I finally got to the end of the Costa Rican, which was good because it was getting stale stale stale. (Ground coffee, four months old? Quel horror!) I decided I wanted to buy different coffees in small amounts so I can try more kinds more quickly. My best friend recently went to Africa, and fell in love with Ethiopian coffee. She's asked me to keep an eye out for it in my city, since she can’t get it in my hometown. I’d been looking for the past month or so, but only found Kenyan, and that’s what I shipped to her last week.

So Mister Husband and I were out and about last night, and we stopped by White Rock Coffee. They had not one but two kinds of Ethiopian coffees: organic, free-trade yirgacheffe and regular harrar. I bought a quarter-pound of yirgacheffe beans and looked them up on the Internet after we got home. Apparently, my instincts are unerringly hoity-toity: yirgacheffe is hand-picked, wet-fermented, and then meticulously dried and roasted. I ground some this morning and brewed it up in a French press. I am surprised at how different it is from the Costa Rican I’ve been drinking. Thinner, and delicate. It doesn’t need milk or much sweetening; I added a scant spoon of raw sugar and left it at that. Amazing.

I suspect I am launched on a coffee odyssey.

Tuesday, March 13, 2007

things I still don't understand, and can't forget

I was an only child. An only grandchild on one side of the family, and the first-born, only girl grandchild on the other side. And I nearly died from illness when I was two. I was, accordingly, spoiled. Good girl, nice kid, but spoiled.

***


I am 10. My parents have just announced their pending adoption of three second cousins I never knew I had. My mother and I are driving home from my piano lesson. “There’s this emptiness,” she said. “Part of our family isn’t here. I feel so incomplete.”
“But what about me? You’ve got me.”
“No. They’re not here, and they’re part of us now.”

***


A year later, it was clear that the new arrangement wasn’t working out. There were lots of reasons, and it was everyone’s fault. Mom wanted to interrupt the adoption, but Dad insisted that we not because it was clearly not God’s will. About once a year thereafter, the topic of interruption would come up and be squelched on religious grounds.

***


I am twelve or so, and all six of us are sitting around the breakfast table. “Your father and I were talking about killing ourselves“ she says. “It would just be so much easier. But we won’t, because it wouldn’t work.”
“It’s not God’s will,” Dad says. “And if it’s not God’s will, he won’t let you die. You could blow your own face off and still be alive because it’s not your time.”
The four of us kids sit there speechless, staring into our bacon.

***


Another couple of years pass.

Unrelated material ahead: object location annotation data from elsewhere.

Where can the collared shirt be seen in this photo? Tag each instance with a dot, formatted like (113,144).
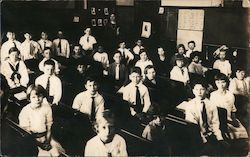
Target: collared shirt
(142,64)
(55,89)
(22,70)
(36,120)
(225,101)
(6,47)
(44,43)
(194,114)
(65,50)
(196,68)
(95,147)
(129,94)
(126,53)
(103,58)
(176,74)
(29,49)
(223,66)
(240,87)
(41,65)
(87,42)
(137,49)
(83,103)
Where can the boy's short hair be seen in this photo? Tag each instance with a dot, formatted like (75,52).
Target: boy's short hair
(191,42)
(14,49)
(147,68)
(135,70)
(195,53)
(38,88)
(49,62)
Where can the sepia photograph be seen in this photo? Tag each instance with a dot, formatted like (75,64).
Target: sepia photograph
(107,78)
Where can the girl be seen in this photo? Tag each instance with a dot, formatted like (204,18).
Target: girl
(36,118)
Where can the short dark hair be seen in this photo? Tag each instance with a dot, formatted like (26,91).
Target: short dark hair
(14,49)
(38,88)
(135,70)
(147,68)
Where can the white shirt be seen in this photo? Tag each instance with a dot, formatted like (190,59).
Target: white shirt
(87,45)
(103,58)
(83,103)
(44,43)
(22,70)
(55,89)
(223,66)
(95,147)
(41,65)
(194,114)
(176,74)
(126,53)
(240,87)
(29,49)
(129,94)
(36,120)
(6,47)
(65,50)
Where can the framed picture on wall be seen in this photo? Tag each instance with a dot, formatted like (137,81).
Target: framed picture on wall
(106,11)
(93,12)
(93,22)
(99,22)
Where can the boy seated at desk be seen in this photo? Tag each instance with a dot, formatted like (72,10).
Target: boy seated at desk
(107,142)
(36,118)
(50,82)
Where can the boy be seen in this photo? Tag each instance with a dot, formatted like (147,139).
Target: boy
(136,93)
(195,66)
(200,111)
(179,71)
(89,102)
(106,142)
(47,56)
(222,64)
(50,82)
(118,71)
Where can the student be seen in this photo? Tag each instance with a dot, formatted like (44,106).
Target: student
(195,66)
(50,82)
(144,61)
(87,41)
(61,46)
(222,64)
(138,47)
(117,70)
(202,112)
(162,63)
(102,57)
(136,93)
(191,48)
(44,41)
(107,142)
(89,102)
(47,56)
(15,70)
(36,118)
(240,85)
(29,48)
(179,71)
(11,42)
(127,56)
(224,99)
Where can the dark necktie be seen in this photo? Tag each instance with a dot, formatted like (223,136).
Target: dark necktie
(138,104)
(60,46)
(92,114)
(48,85)
(204,117)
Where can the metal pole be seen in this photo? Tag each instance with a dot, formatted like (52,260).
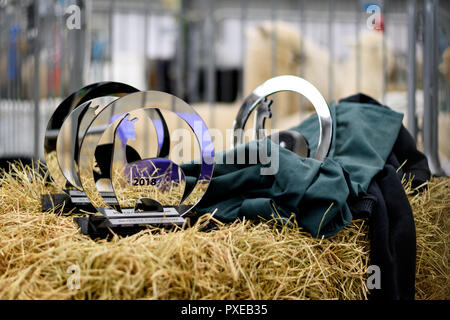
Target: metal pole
(211,78)
(430,87)
(384,74)
(36,90)
(330,49)
(243,18)
(358,47)
(411,73)
(112,5)
(302,32)
(181,53)
(274,38)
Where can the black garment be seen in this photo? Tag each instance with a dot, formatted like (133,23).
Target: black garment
(391,223)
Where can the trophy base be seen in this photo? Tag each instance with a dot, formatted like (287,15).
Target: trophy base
(127,222)
(73,199)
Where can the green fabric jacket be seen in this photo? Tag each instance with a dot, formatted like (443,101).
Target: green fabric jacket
(315,192)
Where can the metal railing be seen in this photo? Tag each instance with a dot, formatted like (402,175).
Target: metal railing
(189,64)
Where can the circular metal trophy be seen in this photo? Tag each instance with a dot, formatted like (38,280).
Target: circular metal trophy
(89,144)
(290,139)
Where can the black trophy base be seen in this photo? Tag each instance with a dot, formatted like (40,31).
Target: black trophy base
(73,200)
(127,222)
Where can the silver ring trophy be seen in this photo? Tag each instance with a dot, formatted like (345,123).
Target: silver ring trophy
(291,139)
(92,153)
(89,155)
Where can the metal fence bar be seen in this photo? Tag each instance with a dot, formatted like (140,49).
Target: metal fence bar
(36,86)
(330,49)
(243,23)
(211,68)
(430,87)
(411,72)
(358,47)
(301,9)
(274,38)
(384,63)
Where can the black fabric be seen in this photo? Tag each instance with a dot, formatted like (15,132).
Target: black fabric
(391,223)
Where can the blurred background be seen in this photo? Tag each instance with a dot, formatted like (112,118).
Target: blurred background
(214,53)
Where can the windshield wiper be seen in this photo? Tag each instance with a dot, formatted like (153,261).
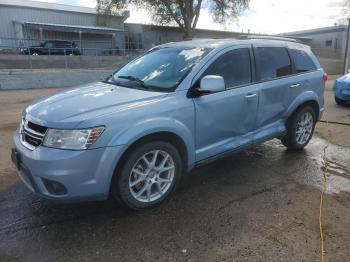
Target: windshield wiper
(135,79)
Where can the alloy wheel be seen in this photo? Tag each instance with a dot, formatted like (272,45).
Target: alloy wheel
(304,128)
(151,176)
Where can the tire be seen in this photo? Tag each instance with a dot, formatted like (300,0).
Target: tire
(157,186)
(294,139)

Mom and I are driving somewhere on a weekend. We are rarely in the car alone together, so I’m enjoying the one-on-one time. She looks over at me and asks “What would happen if I drove into that concrete piling over there?”

***


I haven’t thought about all this in years, but lately it’s been running through my head. And in the past few days it occurred to me that as all this was happening, I was becoming more and more depressed myself. My mother couldn’t image why and refused to let me find counseling, because if the family insurance paid for it then my grandmother would see it on the company insurance reports and think my mother was a bad mother.

I’m a little bitter about this lately.